Slide 8: David Sinton.

Next up: David Sinton. David Sinton, like Nicholas Longworth, was many things: a multimillionaire, an industrialist, and a philanthropist.*** Did you knew he was also an inventor?

In 1880 and 1881, David Sinton filed two patents for “smoke-consuming furnaces.” These devices used a combination of arches and grates to reduce the smoke emitted by coal-burning furnaces. Sinton developed them by tinkering with the furnace of one of his business properties on Vine Street, and he sought to address the problem of coal smoke that was plaguing Cincinnati in the latter half of the 1800s.

The pictures here are from the Official Gazette of the United States Patent Office for 1880 and 1881. They are the actual listings for Sinton’s patents, numbers 233,168 and 239,635, with descriptions and diagrams of the devices.

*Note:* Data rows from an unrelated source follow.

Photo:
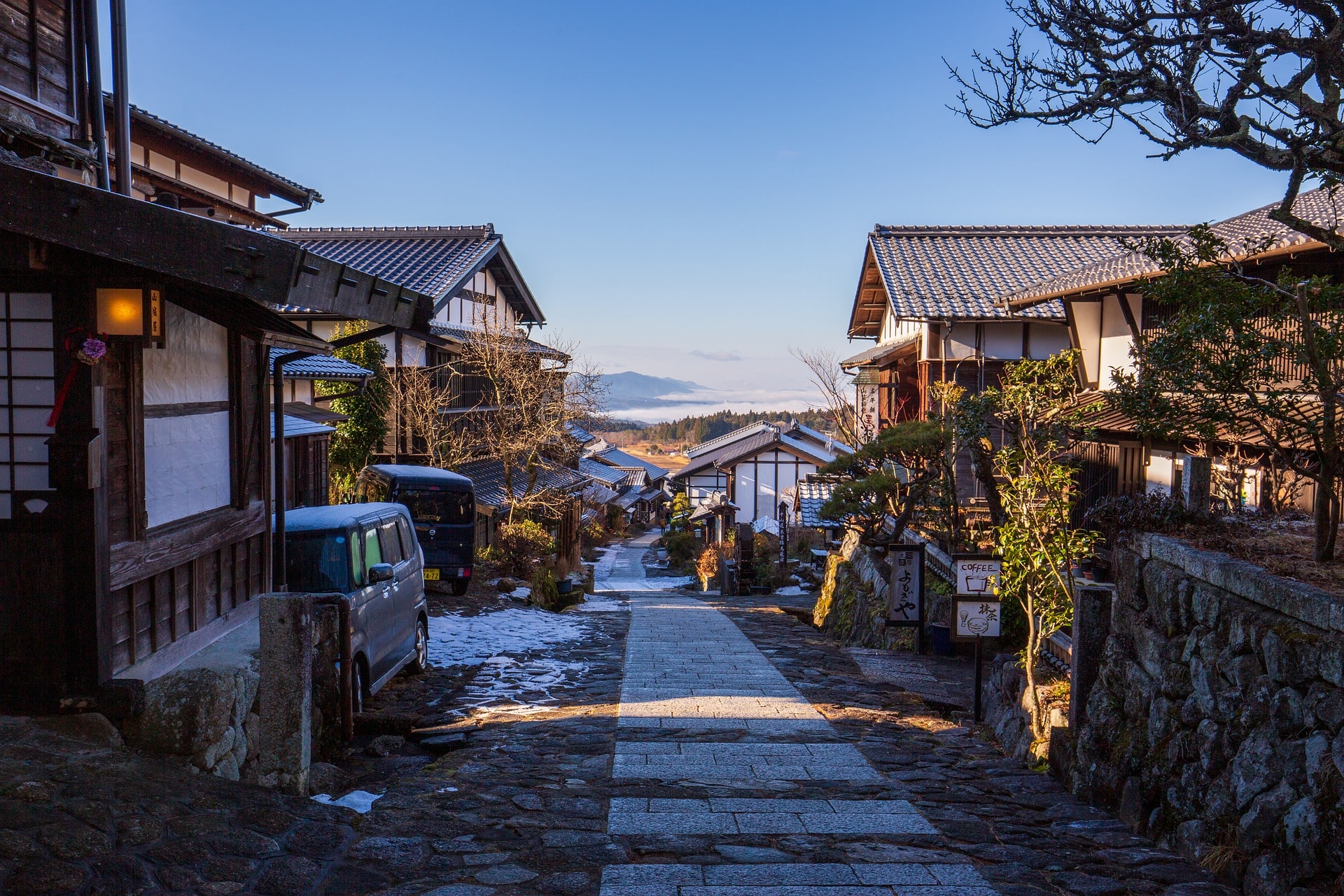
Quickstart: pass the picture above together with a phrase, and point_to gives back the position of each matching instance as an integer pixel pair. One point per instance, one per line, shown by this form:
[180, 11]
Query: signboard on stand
[905, 599]
[976, 575]
[976, 620]
[866, 409]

*** I didn’t say this during my presentation, but I was thinking of that line from The Avengers: “Genius, billionaire, playboy, philanthropist.” I’m not saying David Sinton was Cincinnati’s nineteenth-century Iron Man, but he did make his money in the pig iron industry, so…

Slide 9

Slide 9: Charles Phelps & Anna Sinton Taft

That brings us to the Tafts. I’ve compiled an abridged list of charities and organizations supported by the Tafts as I’ve found in my research. The full list is long, but even the short version includes notable organizations such as the Cincinnati Symphony Orchestra, Zoological Garden, and Medical College, as well as a working women’s hotel and a women’s training school in Covington, Kentucky.

So why does this matter? We know the Tafts were charitable; the Taft Museum of Art wouldn’t exist if they weren’t. I find this list interesting because it illustrates the connections between this house and its inhabitants to the bigger story of Cincinnati history, which is the overarching theme I’ve noticed throughout my research.

Slide 10

Slide 10: The Taft Museum & Cincinnati History

At the end of the summer, I’ll be going back to Virginia. I won’t be in Cincinnati to see the reinterpretation project realized, so it’s not my place to develop a thesis synthesizing all this information, nor a report summarizing it. That said, I have come to two conclusions which I would like to share.

First, the Baum-Longworth-Sinton-Taft House is a crossroads of Cincinnati history. Second, Cincinnati would not be the Cincinnati we know today without this house and the people that have lived in it.

(As a real film nerd would say:) FIN.